Nice. Have you tried any enquiring locally as to what the place was?


----------



## evilnoodle (Nov 5, 2010)

This looks really good! Nice one, fella


----------



## theoss (Nov 6, 2010)

Just to add. Entrance to this bunker has since been sealed. There is no further access at the present time.


----------



## Cuban B. (Nov 6, 2010)

It looks like an interesting site, was there much asbestos down there?


----------



## theoss (Nov 6, 2010)

Cuban B. said:


> It looks like an interesting site, was there much asbestos down there?



A bit of broken stuff knocking about- nowhere near as Bempton thougjh.


----------



## sidsabbath (Jan 21, 2011)

Fantastic!


----------



## professor frink (Jan 21, 2011)

Nicely lit photos, and a nice find.


----------



## theoss (Jan 22, 2011)

I don't really chance across any notable explores these days, so when I saw the entrance to this place, I expected just a little cavey thing, once inside I reaslised it was bigger, and got my hopes up, but ended up being a bit dissapointed.
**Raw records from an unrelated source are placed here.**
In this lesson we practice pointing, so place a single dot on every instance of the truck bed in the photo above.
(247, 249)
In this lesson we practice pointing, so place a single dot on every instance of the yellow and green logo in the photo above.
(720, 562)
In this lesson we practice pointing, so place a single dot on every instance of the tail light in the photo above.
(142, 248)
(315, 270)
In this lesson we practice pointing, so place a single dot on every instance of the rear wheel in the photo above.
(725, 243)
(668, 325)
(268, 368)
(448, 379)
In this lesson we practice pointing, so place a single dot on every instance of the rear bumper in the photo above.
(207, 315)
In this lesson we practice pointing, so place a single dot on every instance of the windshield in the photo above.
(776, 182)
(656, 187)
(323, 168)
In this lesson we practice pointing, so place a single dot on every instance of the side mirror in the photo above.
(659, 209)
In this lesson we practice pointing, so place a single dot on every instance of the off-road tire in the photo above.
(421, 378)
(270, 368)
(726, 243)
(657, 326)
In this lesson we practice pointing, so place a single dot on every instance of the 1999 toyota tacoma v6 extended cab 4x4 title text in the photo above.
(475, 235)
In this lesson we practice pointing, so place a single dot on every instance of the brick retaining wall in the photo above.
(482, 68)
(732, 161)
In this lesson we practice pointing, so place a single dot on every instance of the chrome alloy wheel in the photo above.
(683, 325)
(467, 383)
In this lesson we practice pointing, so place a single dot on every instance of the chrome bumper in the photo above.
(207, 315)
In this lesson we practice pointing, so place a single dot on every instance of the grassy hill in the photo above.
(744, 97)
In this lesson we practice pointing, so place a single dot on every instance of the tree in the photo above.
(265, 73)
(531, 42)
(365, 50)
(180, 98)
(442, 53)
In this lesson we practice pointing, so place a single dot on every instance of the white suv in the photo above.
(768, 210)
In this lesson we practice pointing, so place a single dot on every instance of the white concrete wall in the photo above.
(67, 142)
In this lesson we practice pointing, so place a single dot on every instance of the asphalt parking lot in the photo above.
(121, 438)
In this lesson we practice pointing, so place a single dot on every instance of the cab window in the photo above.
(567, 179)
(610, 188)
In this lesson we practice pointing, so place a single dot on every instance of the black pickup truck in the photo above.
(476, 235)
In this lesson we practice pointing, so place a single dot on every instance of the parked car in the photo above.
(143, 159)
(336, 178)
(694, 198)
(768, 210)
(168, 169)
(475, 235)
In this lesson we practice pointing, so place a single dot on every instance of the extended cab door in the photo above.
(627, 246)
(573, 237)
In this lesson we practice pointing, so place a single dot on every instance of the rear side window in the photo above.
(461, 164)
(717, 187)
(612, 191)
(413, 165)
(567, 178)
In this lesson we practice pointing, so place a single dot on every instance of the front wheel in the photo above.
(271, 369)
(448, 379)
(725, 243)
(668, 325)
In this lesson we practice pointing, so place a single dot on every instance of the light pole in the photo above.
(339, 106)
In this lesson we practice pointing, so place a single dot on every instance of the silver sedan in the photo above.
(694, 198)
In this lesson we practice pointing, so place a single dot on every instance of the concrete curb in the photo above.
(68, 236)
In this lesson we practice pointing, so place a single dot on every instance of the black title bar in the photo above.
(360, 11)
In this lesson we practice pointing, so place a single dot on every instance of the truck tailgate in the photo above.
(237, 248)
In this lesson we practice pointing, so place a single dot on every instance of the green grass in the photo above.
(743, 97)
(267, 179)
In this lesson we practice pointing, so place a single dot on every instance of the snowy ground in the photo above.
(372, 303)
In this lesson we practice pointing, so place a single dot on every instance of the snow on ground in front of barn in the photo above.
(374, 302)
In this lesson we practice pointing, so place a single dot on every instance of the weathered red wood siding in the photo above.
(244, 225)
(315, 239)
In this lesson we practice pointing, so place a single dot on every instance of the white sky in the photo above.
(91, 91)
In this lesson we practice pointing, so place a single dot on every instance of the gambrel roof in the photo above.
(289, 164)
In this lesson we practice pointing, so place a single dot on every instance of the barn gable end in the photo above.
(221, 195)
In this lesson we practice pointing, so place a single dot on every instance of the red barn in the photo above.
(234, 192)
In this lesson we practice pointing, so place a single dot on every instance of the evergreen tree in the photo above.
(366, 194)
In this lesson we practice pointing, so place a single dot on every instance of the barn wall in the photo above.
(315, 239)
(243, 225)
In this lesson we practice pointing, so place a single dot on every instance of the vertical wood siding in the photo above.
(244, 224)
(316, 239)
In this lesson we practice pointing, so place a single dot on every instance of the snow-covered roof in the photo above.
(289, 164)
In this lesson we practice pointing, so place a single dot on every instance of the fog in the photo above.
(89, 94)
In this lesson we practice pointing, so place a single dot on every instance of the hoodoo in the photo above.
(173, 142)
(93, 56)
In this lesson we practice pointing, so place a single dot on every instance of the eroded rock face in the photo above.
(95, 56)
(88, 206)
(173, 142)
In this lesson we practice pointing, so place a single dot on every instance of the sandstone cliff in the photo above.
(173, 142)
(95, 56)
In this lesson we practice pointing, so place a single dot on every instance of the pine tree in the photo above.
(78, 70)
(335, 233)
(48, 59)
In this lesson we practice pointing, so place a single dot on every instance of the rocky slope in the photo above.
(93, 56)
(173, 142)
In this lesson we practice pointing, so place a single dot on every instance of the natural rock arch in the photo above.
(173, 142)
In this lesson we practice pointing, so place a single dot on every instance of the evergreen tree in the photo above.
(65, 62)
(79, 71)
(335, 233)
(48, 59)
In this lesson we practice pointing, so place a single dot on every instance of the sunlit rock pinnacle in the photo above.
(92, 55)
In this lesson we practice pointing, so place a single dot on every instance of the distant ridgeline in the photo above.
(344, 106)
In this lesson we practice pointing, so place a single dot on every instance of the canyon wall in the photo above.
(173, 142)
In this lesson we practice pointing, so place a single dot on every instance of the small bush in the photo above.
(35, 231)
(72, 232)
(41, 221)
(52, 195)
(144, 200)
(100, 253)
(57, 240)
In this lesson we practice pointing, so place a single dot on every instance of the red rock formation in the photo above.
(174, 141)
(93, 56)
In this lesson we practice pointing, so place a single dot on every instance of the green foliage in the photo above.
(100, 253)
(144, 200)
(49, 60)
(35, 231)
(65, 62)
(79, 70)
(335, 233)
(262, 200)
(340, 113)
bunker 153 by theoss, on Flickr

NOTE- these pictures are still from November 2010. The steel gate in the picture below has now been used to secure the access- there was suggested someone was living in there, so it was checked out and secured. I have recently been back to this location, and it is still very secure.




bunker 154 by theoss, on Flickr


----------